Le Qatar a commencé… à manœuvrer entre ces [intérêts] contradictoires. [De prime abord], ses initiatives de politique étrangère ont été confinées à la médiation, une approche internationale acceptée pour les petits pays. Mais par la suite, il a cherché à remplir un rôle plus large, indépendamment de ses intérêts économiques, de sa puissance militaire ou de tout fondement industriel. Depuis le début, ce plan représentait le rêve d’un homme [à savoir l’émir du Qatar], qui a mobilisé des capacités, établi des réseaux et dépensé des fonds pour garantir son succès. Ce plan était caractérisé par un opportunisme radical, comme l’atteste la normalisation des relations entre le Qatar et Israël, visant à établir des ponts avec l’Occident et à renforcer ce plan.

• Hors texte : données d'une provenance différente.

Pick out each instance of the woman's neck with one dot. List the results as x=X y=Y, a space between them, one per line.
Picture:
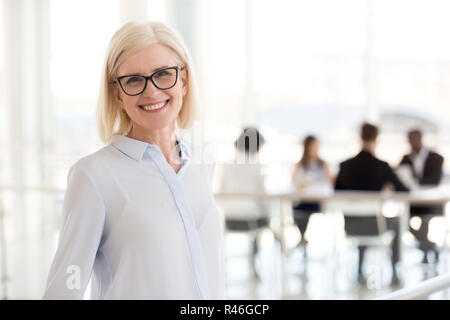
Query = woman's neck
x=164 y=138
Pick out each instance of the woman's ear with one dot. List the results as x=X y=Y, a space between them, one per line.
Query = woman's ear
x=184 y=77
x=116 y=94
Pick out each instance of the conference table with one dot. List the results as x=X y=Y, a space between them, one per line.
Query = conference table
x=285 y=198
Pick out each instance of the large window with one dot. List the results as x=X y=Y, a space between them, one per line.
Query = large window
x=79 y=35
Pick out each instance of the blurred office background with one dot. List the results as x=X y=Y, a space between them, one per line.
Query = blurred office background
x=289 y=67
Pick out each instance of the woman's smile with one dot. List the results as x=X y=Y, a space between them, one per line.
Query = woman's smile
x=154 y=107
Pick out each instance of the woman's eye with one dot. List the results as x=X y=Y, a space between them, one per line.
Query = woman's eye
x=134 y=80
x=163 y=73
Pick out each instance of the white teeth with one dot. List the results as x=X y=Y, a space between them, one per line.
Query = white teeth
x=155 y=106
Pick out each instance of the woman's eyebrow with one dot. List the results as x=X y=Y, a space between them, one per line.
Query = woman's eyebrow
x=157 y=69
x=140 y=74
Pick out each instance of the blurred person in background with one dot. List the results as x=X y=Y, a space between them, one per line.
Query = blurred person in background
x=425 y=167
x=246 y=176
x=139 y=215
x=310 y=174
x=368 y=173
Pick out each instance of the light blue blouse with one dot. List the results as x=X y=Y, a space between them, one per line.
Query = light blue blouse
x=138 y=228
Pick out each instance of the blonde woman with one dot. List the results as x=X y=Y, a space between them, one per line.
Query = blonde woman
x=139 y=214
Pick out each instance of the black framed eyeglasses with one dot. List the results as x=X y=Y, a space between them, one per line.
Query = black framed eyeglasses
x=162 y=79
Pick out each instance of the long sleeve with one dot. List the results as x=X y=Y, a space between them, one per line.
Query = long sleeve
x=83 y=217
x=339 y=185
x=433 y=170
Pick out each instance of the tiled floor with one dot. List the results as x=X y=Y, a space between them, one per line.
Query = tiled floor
x=324 y=273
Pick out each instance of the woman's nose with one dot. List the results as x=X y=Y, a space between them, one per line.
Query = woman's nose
x=150 y=89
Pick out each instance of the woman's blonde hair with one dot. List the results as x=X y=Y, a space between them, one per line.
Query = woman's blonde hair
x=130 y=38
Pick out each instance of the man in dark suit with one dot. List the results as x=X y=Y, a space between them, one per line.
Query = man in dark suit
x=366 y=172
x=426 y=168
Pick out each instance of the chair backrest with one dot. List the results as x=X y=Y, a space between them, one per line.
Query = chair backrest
x=362 y=217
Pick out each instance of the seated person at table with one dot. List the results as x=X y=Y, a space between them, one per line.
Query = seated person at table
x=245 y=175
x=310 y=173
x=367 y=172
x=426 y=168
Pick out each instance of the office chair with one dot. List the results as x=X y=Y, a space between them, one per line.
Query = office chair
x=364 y=226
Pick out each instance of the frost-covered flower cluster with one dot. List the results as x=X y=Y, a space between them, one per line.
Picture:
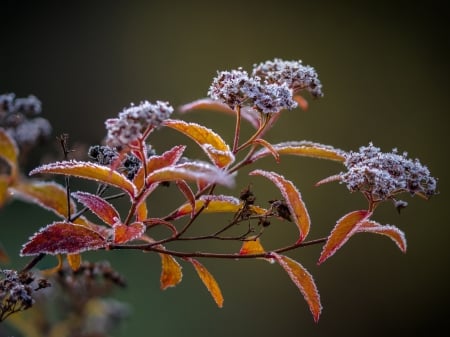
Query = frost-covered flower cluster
x=20 y=118
x=384 y=175
x=269 y=89
x=106 y=155
x=134 y=121
x=293 y=73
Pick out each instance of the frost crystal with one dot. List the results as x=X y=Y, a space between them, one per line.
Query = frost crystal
x=236 y=87
x=384 y=175
x=293 y=73
x=135 y=120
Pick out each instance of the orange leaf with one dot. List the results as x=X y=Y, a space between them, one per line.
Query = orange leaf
x=293 y=200
x=141 y=211
x=156 y=162
x=124 y=233
x=213 y=145
x=74 y=261
x=304 y=282
x=268 y=147
x=252 y=247
x=9 y=151
x=48 y=195
x=63 y=238
x=391 y=232
x=216 y=204
x=99 y=206
x=191 y=171
x=171 y=273
x=344 y=229
x=209 y=281
x=303 y=148
x=90 y=171
x=4 y=193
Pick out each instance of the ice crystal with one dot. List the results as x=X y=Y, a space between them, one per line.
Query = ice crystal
x=135 y=120
x=384 y=175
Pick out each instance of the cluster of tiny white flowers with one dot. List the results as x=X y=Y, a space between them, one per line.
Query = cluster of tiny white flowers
x=133 y=121
x=384 y=175
x=293 y=73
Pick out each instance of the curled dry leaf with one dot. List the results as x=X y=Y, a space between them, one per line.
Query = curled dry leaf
x=293 y=200
x=214 y=146
x=342 y=231
x=171 y=273
x=89 y=171
x=209 y=281
x=304 y=282
x=99 y=206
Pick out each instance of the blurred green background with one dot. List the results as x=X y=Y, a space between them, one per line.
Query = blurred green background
x=385 y=70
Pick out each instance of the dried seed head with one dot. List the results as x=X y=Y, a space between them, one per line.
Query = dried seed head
x=384 y=175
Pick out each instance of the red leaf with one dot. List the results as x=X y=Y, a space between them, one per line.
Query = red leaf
x=63 y=238
x=90 y=171
x=74 y=261
x=193 y=171
x=293 y=200
x=214 y=146
x=344 y=229
x=171 y=273
x=304 y=282
x=48 y=195
x=156 y=162
x=391 y=232
x=124 y=233
x=209 y=281
x=99 y=206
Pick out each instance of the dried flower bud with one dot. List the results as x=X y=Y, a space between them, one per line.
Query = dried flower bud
x=293 y=73
x=384 y=175
x=134 y=121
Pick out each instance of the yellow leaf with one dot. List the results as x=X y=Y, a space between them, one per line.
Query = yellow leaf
x=252 y=247
x=74 y=261
x=90 y=171
x=302 y=148
x=391 y=232
x=171 y=273
x=209 y=281
x=213 y=145
x=304 y=282
x=293 y=200
x=344 y=229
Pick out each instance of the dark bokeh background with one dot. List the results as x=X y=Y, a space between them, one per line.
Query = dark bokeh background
x=385 y=73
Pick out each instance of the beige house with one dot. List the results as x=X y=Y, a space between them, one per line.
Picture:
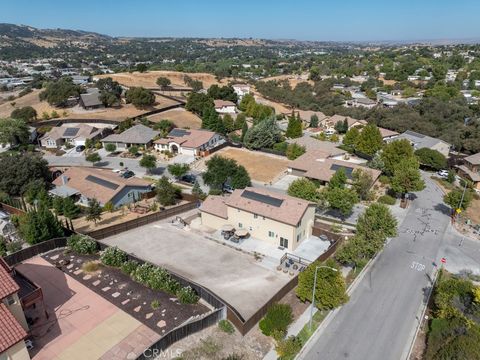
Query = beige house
x=277 y=219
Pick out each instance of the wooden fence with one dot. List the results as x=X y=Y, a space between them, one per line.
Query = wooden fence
x=141 y=221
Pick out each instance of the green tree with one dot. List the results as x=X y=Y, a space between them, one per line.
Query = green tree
x=393 y=153
x=178 y=170
x=294 y=127
x=454 y=197
x=431 y=158
x=294 y=151
x=167 y=193
x=110 y=147
x=149 y=162
x=94 y=211
x=140 y=97
x=263 y=135
x=19 y=170
x=351 y=137
x=163 y=82
x=304 y=188
x=406 y=177
x=93 y=158
x=370 y=140
x=362 y=182
x=330 y=291
x=13 y=131
x=26 y=113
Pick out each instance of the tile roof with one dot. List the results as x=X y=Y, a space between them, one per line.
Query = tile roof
x=77 y=178
x=11 y=332
x=190 y=139
x=138 y=134
x=7 y=285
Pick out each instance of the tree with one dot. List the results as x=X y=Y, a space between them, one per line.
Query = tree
x=304 y=188
x=178 y=170
x=454 y=197
x=110 y=147
x=94 y=211
x=431 y=158
x=93 y=158
x=393 y=152
x=140 y=97
x=26 y=114
x=167 y=193
x=220 y=170
x=341 y=199
x=406 y=177
x=70 y=209
x=370 y=140
x=314 y=121
x=56 y=93
x=330 y=290
x=18 y=170
x=294 y=151
x=148 y=162
x=294 y=127
x=263 y=135
x=338 y=180
x=163 y=82
x=13 y=131
x=351 y=137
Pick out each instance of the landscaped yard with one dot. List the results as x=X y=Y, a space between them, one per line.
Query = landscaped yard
x=262 y=167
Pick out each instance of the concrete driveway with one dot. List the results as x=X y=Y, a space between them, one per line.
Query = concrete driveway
x=232 y=275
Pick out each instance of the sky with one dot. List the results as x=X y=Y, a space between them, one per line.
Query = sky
x=321 y=20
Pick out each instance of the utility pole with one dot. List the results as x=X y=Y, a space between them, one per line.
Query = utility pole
x=313 y=292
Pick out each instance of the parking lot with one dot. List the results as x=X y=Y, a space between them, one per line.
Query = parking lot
x=234 y=276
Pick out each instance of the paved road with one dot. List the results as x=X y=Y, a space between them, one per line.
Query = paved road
x=379 y=321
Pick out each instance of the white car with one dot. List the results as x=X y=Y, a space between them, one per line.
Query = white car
x=443 y=173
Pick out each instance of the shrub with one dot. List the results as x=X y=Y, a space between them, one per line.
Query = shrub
x=387 y=200
x=113 y=256
x=129 y=267
x=288 y=348
x=278 y=318
x=226 y=326
x=186 y=295
x=82 y=244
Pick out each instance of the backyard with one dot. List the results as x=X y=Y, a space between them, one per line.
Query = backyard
x=262 y=167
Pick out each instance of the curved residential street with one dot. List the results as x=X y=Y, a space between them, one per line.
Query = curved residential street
x=379 y=321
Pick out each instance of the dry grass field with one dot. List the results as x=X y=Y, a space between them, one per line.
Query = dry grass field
x=148 y=79
x=261 y=166
x=180 y=117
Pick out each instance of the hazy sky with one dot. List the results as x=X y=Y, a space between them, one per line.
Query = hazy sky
x=273 y=19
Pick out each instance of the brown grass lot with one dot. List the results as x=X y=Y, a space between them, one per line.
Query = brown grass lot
x=261 y=166
x=148 y=79
x=117 y=113
x=180 y=117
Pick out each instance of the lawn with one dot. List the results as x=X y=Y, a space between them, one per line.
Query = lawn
x=261 y=166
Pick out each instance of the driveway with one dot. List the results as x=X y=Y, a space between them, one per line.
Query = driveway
x=379 y=321
x=232 y=275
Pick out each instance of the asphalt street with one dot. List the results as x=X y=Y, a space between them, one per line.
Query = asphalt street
x=379 y=321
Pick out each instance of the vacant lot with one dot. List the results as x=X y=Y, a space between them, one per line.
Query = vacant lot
x=234 y=276
x=148 y=79
x=180 y=117
x=261 y=166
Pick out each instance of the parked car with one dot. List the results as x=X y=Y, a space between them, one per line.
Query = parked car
x=443 y=173
x=128 y=174
x=189 y=178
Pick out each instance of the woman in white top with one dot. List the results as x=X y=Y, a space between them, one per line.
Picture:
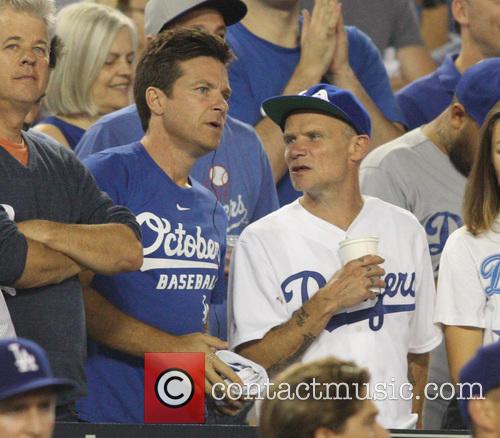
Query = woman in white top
x=468 y=298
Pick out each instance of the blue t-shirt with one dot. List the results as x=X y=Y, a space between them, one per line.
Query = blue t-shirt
x=238 y=172
x=71 y=132
x=183 y=235
x=263 y=69
x=424 y=99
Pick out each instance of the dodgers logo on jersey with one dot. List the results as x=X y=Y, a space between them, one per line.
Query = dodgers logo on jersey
x=441 y=225
x=306 y=283
x=490 y=270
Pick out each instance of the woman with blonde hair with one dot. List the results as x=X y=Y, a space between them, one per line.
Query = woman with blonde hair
x=468 y=298
x=95 y=73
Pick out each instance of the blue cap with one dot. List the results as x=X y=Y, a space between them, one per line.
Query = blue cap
x=478 y=90
x=24 y=367
x=480 y=375
x=324 y=98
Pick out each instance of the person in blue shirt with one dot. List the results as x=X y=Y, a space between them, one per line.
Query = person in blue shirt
x=238 y=173
x=181 y=92
x=276 y=55
x=427 y=97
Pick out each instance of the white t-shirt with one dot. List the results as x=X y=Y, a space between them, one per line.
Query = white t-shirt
x=281 y=260
x=6 y=326
x=469 y=282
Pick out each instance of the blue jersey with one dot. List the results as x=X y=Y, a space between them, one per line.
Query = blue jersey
x=183 y=235
x=263 y=69
x=424 y=99
x=72 y=133
x=238 y=172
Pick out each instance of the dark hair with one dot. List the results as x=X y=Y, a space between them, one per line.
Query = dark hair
x=482 y=192
x=160 y=64
x=342 y=388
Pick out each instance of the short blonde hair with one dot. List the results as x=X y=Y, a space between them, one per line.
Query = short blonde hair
x=87 y=31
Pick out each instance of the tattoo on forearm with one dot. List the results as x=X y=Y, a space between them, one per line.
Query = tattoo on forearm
x=301 y=317
x=289 y=360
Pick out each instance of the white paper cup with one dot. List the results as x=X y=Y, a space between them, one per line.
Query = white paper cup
x=351 y=249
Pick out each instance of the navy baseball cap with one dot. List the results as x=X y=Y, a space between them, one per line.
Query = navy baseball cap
x=480 y=375
x=478 y=90
x=324 y=98
x=158 y=13
x=24 y=367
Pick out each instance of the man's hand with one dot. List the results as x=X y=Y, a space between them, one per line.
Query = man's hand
x=215 y=369
x=340 y=58
x=318 y=38
x=353 y=284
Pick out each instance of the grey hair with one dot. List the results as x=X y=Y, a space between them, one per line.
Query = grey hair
x=44 y=9
x=87 y=31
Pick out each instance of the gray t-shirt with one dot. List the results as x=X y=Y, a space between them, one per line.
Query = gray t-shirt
x=53 y=186
x=414 y=174
x=389 y=23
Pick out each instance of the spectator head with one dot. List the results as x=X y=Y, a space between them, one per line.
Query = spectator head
x=482 y=192
x=27 y=390
x=477 y=21
x=25 y=28
x=163 y=62
x=326 y=130
x=210 y=15
x=479 y=385
x=475 y=94
x=330 y=401
x=95 y=72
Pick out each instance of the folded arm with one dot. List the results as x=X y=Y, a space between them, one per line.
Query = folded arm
x=103 y=248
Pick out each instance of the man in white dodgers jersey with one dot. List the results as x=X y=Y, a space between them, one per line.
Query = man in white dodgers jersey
x=290 y=298
x=181 y=92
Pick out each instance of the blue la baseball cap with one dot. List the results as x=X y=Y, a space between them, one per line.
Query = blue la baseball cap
x=478 y=90
x=480 y=375
x=24 y=367
x=324 y=98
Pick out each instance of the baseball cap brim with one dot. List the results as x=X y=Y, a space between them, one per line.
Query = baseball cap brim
x=232 y=11
x=54 y=383
x=279 y=108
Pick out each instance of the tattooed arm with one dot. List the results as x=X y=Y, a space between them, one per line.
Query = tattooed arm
x=284 y=344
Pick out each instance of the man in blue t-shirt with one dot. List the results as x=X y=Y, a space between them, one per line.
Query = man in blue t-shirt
x=427 y=97
x=270 y=62
x=238 y=173
x=181 y=93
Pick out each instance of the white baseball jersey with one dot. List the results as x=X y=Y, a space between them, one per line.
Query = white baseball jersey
x=469 y=282
x=283 y=259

Il est difficile de croire que ces ambitions politiques extrêmement coûteuses et ambitieuses expriment les intérêts véritables d’un Etat du Golfe conservateur, dont le [pouvoir] est héréditaire. Il s’agit plutôt des ambitions coûteuses d’un dirigeant qui apprécie les jeux politiques et ne peut cesser d’y jouer. Cela n’aurait pas suscité d’opposition, si le plan du [Qatar] n’avait pas affecté la stabilité de la région et la sécurité de ses voisins… car la souveraineté et la politique étrangère indépendante font partie des normes acceptées du Conseil de coopération du Golfe [GCC], et il n’y a jamais eu d’opposition à la politique d’un Etat du Golfe. Toutefois, lorsqu’il est apparu que le plan privé du Qatar était contraire à la sécurité de la région et à la stabilité de ses pays, il n’y avait pas d’autre option que d’être honnête et de s’y opposer.

Lire la suite du rapport en anglais

Notes :

[1] Voir MEMRI en français, Tollé dans les pays du Golfe suite aux déclarations attribuées à l’émir du Qatar louant l’Iran, le Hezbollah, les Frères musulmans et le Hamas, 28 mai 2017 ; Presse du Golfe : l’escalade à Gaza résulte du jeu du Qatar, de l’Iran et de la Turquie avec les vies de Palestiniens innocents, 3 juillet 2018 ; La crise du Golfe dépeinte dans des caricatures de presse, 11 juillet 2017 ; Attentat de la mosquée du Sinaï : le Qatar accuse l’Arabie saoudite et l’Egypte, et inversement, 30 novembre 2017 ; Dépêche spéciale n° 7449, The Qatari Regime’s Doublespeak: Condemnations Of Terrorism vs Social And Official Support For Terrorists, 30 avril 2018.

[2] Al-Ahram (Egypte), 24 juin 2017.

[3] Al-Watan (Qatar), 25 et 26 juillet 2017 ; Al-Masri Al-Yawm (Egypte), le 25 juillet 2017.

[4] Al-Quds Al-Arabi (Londres), 7 juin 2017 ; Alarabiya.net 2, 13, 2018 ; Al-Watan (Qatar), 1er février 2018 ; Rai al-Yawm (Londres), 10 avril 2018 ; Al-Quds Al-Arabi (Londres), 11 avril 2018.

[5] Al-Hayat (Dubaï), 6 juin 2018.

[6] Voir Enquête et analyse de MEMRI n° 1075, Unprecedented Tension Between Qatar And Saudi Arabia/UAE/Bahrain Threatens To Break Up Gulf Cooperation Council, 14 mars 2014.

[7] Cheikh Hamad Bin Khalifa, le père de l’émir actuel, a destitué son propre père dans un coup d’Etat sans effusion de sang en 1995.

[8] Référence à la position claire adoptée par la chaîne, qui soutient cet Axe de la résistance et se prononce contre l’Egypte, l’Arabie saoudite, les EAU et Bahreïn.